One Tripadvisor user wrote: “While Gili T itself is quite pretty with beautiful beaches, I could not get [sic] passed the extreme animal cruelty. The only means of transport in all of the Gili Islands is bike or horse, and the horses are actually a single small pony carrying loads of often 3+ people and luggage, whipped and beaten, underfed etc… We only stayed for three days and while I’d love to come back, I simply won’t until the island considers a more sustainable form of transport (solar powered Tuk Tuks have been proposed).”
Another Tripadvisor user wrote: “Litter is everywhere all over the island! Whether it be on the beach, in the sea or into the centre, you can’t help but get annoyed at something that should be dealt with! It seems tourism became too much for this small island.”
Another wrote: “What I seen was animals being abused while working in the baking hot sun without any water, food or shade! I felt physically sick every time I seen one! What I would say is yes Gili T is great if you want a party, even to see turtles and grab a sunset pic on the famous swings. However apart from that Gili T left me sad, knowing that the environment, local people and animals are the ones suffering!”

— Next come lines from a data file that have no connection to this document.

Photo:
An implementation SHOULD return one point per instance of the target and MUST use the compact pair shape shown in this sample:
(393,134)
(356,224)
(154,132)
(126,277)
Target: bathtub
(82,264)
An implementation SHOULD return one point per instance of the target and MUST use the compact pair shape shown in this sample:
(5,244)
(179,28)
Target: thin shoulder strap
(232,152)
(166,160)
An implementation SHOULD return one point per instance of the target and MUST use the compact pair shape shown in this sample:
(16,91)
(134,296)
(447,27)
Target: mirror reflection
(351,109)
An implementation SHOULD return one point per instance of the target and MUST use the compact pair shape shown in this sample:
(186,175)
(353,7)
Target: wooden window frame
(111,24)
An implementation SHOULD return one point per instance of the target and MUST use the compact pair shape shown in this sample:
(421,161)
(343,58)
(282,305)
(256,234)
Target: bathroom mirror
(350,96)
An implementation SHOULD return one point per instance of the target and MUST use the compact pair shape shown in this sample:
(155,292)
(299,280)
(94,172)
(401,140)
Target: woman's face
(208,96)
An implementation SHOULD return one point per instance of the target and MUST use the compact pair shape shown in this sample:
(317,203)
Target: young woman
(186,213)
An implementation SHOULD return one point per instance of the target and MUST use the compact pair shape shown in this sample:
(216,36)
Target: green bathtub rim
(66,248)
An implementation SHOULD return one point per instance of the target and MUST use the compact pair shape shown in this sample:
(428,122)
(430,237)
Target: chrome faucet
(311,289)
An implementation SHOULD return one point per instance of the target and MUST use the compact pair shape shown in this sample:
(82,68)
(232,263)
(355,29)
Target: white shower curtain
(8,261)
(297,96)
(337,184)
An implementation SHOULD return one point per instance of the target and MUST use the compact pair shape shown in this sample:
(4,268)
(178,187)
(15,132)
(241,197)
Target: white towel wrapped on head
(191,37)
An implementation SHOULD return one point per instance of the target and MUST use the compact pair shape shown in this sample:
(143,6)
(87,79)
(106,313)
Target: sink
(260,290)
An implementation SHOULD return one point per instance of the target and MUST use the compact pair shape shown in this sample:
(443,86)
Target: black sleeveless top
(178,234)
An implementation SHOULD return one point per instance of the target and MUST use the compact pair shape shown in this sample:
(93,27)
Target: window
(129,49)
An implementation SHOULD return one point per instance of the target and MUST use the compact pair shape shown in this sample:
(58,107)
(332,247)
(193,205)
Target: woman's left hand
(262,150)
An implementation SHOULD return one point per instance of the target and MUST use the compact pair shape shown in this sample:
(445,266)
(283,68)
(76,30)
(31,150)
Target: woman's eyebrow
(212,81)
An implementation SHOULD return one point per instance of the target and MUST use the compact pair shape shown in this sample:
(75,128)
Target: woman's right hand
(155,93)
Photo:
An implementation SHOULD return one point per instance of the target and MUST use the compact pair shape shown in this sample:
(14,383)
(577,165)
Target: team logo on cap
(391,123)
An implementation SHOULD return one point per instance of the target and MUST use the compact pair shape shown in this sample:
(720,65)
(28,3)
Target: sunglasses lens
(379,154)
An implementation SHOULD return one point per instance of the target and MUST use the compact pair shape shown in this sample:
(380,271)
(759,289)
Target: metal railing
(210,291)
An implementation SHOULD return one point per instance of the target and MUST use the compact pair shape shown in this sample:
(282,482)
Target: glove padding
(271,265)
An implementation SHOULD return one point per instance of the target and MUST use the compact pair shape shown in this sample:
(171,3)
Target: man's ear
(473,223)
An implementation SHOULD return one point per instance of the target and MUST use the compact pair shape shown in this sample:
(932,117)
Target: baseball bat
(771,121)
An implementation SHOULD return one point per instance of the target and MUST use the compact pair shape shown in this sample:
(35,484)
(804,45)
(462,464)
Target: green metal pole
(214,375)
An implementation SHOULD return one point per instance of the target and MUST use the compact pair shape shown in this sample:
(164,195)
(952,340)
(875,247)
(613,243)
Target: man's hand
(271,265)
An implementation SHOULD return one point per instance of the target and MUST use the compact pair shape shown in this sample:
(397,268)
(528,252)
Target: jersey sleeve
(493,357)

Yet another said the island had been “totally ruined by tourists” and that “I was shocked to see what became from Trawagan after I visit it before, 6 years ago, by that time it was a magical place, now sadly it became a hell with drunk kids [and] screaming…families.”
Another Tripadvisor user spoke of the Gili Islands’ “dark side,” writing: “This is a nice island. A pretty chilled, unique but affordable location. Lots of fun to be had. However it has a dark side. There are no motorised vehicles on the island. Sounds cool. The major form of transport is bikes and horse drawn carts. Romantic? NO. The way these little ponies are treated is criminal and appalling.”
Others claimed things like “locals – they don’t like you” and shared stories where they claimed they were robbed. Further Tripadvisor users bemoaned the dead coral, with some claiming that they had seen people being allowed to walk on it.
Whether you believe tourists are the real problem, or whether you think Indonesian tourism authorities need to take a closer look at how the Gili Islands are managed, it seems many people can agree the situation on the Gili Islands needs to be improved – for the sake of the environment, the people and the economy.